Receiver

Pas cher le mini chef-d’œuvre !

RECEIVER est un FPS exigeant, il est austère mais joli, avec des morceaux de procédural et de balistique dedans. Receiver, c’est aussi un jeu de tir à la première personne où on ne voit jamais les bras ni les mains de son personnage, et il est très curieux de constater qu’aucune revue du jeu ne mentionne ce fait, assez troublant au demeurant. Ce choix de design, en raison peut-être du temps de réalisation très court , s’avère en fait très efficace, comme une manière d’épure, de lisibilité et de complète mise en scène des revolvers et pistolet. Subtile et inédite, la manipulation habilement détaillée d’un flingue, un scénario cyberpunk en onze cassettes à trouver – d’où la voix vous explique combien votre réalité est précaire – confèrent à Receiver une ambiance épaisse malgré son aspect de prototype, et ce gameplay ardu, tellement si gratifiant tout plein.

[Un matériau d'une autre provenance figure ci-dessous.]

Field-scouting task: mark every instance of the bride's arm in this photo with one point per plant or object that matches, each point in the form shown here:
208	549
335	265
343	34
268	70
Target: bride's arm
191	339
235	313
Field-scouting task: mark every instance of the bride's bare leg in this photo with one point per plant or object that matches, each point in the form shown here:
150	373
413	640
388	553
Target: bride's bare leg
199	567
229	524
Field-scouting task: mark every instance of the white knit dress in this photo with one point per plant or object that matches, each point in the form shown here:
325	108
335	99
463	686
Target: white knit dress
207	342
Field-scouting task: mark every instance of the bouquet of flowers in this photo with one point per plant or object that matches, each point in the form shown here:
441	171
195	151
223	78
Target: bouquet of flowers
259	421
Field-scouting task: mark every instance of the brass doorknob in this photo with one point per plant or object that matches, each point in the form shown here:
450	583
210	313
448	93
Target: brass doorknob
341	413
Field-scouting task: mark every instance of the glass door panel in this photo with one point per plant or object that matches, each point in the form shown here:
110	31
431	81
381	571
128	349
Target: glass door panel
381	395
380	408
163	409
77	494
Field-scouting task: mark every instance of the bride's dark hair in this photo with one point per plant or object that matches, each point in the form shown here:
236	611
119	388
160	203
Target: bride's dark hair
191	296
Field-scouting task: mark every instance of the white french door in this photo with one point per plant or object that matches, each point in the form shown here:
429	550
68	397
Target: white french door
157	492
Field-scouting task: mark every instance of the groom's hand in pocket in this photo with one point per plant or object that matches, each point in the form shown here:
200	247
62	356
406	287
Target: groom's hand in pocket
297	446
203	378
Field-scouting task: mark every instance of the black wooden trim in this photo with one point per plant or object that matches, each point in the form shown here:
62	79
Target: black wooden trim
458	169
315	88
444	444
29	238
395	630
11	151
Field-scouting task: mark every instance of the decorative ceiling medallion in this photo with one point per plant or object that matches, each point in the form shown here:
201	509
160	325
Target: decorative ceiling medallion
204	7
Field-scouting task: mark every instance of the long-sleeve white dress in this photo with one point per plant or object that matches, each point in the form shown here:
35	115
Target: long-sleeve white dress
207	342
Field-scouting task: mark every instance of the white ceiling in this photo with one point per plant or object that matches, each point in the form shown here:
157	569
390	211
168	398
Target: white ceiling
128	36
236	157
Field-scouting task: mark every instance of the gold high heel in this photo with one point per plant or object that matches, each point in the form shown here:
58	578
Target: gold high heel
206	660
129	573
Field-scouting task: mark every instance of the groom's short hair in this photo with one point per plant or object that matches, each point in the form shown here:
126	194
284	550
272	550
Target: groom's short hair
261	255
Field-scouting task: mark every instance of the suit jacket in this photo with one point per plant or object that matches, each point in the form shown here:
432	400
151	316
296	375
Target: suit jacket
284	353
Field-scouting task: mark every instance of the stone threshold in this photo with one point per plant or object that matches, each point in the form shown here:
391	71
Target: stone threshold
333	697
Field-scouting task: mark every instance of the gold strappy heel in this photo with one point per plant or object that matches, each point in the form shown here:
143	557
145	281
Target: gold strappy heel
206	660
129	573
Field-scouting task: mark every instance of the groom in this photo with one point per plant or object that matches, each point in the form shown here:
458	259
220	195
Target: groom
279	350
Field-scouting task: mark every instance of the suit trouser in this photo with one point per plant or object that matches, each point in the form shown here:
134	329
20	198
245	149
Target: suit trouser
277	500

En sept petits jours, Les gars de WOLFIRE GAMES font mieux dans le genre que certains en deux ans. L’action banale de recharger une arme devient excitante et jubilatoire, enchainer toutes les actions nécessaires est une petite chorégraphie urgente et délicieuse.
Vous jouerez votre vie (?) avec une seule des trois armes disponibles, deux splendides revolvers – sexuels – et un gentil colt – érotique – vous ne rencontrerez que deux types d’adversaires – robotiques – l’un mobile, l’autre fixe, ils encaisseront des dégats localisés avec élégance, donnant lieu parfois à des sketchs inopinés tels que « Le Drone Manchot » ou « Le Ricochet Farceur ». Et ce sera plus que souvent la mort (?) à un cheveu, pour une seule touchette, même dans la chaussette, et pas de sauvegarde.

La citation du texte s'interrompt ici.